Über Mother Hood e. V.:
Bei Mother Hood e.V. setzen sich Eltern bundesweit für eine gute Versorgung von Mutter und Kind vor, während und nach der Geburt ein. Durch Kreißsaalschließungen, Personalmangel in Kliniken und Lücken in der Hebammenversorgung ist eine sichere Geburtshilfe nicht mehr überall gegeben. Zu den Hauptforderungen von Mother Hood gehören unter anderem die Eins-zu-Eins-Betreuung durch eine Hebamme und die Wahrung des Rechts auf die freie Wahl des Geburtsortes.

Über ISPPM e.V.:
Die International Society for Pre- and Perinatal Psychology and Medicine, ISPPM, beschäftigt sich mit der frühesten Phase der menschlichen Entwicklung, beginnend vor der Empfängnis bis nach der Geburt. Sie begreift diesen prä- und perinatalen Lebensabschnitt als untrennbar verknüpft mit der Mutter und ihrer Umwelt.
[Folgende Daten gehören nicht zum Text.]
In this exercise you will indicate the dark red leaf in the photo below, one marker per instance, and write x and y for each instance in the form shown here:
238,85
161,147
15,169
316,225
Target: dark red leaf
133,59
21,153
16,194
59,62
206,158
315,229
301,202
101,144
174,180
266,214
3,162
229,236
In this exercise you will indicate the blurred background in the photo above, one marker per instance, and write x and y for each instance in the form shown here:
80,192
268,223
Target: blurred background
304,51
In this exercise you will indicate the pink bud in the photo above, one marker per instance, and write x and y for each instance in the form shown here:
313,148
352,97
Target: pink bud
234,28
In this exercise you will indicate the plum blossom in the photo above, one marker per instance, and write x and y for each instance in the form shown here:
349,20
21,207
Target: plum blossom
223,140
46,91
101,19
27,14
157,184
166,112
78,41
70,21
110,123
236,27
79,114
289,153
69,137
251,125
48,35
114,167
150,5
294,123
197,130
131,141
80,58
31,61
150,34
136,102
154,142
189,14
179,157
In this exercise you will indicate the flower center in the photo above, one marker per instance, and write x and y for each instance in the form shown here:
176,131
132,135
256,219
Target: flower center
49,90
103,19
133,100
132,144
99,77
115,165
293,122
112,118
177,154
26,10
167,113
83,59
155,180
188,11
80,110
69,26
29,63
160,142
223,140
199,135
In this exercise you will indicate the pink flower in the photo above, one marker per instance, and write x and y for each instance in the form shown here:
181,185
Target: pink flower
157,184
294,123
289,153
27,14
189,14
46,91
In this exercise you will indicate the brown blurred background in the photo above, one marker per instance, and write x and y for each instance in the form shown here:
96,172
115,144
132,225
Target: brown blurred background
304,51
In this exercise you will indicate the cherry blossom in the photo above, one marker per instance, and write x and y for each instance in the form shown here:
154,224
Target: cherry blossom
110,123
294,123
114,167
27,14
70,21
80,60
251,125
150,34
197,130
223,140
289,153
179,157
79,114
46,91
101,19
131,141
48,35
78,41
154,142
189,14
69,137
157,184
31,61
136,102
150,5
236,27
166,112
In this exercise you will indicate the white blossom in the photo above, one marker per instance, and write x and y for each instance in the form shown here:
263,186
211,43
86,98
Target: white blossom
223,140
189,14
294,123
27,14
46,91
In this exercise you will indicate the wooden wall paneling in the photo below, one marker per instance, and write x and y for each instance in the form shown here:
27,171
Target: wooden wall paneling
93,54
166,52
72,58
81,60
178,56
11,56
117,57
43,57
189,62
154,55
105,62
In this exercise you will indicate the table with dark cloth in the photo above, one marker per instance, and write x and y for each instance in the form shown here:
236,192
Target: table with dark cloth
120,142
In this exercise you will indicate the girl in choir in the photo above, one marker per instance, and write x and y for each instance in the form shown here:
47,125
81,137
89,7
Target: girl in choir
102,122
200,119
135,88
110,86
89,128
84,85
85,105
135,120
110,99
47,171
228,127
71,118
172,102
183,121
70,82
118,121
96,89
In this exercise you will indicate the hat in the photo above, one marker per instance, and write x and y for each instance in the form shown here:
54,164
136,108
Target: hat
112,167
In der ISPPM kommen zahlreiche Professionen zusammen, um auf der Grundlage authentischer wissenschaftlicher Methoden die Bedeutung der prä- und perinatalen Erfahrungswelt zu ergründen und dieses Wissen in die Praxisfelder rund um Schwangerschaft, Geburt und Therapie umzusetzen sowie gesellschaftspolitisch Einfluss zu nehmen.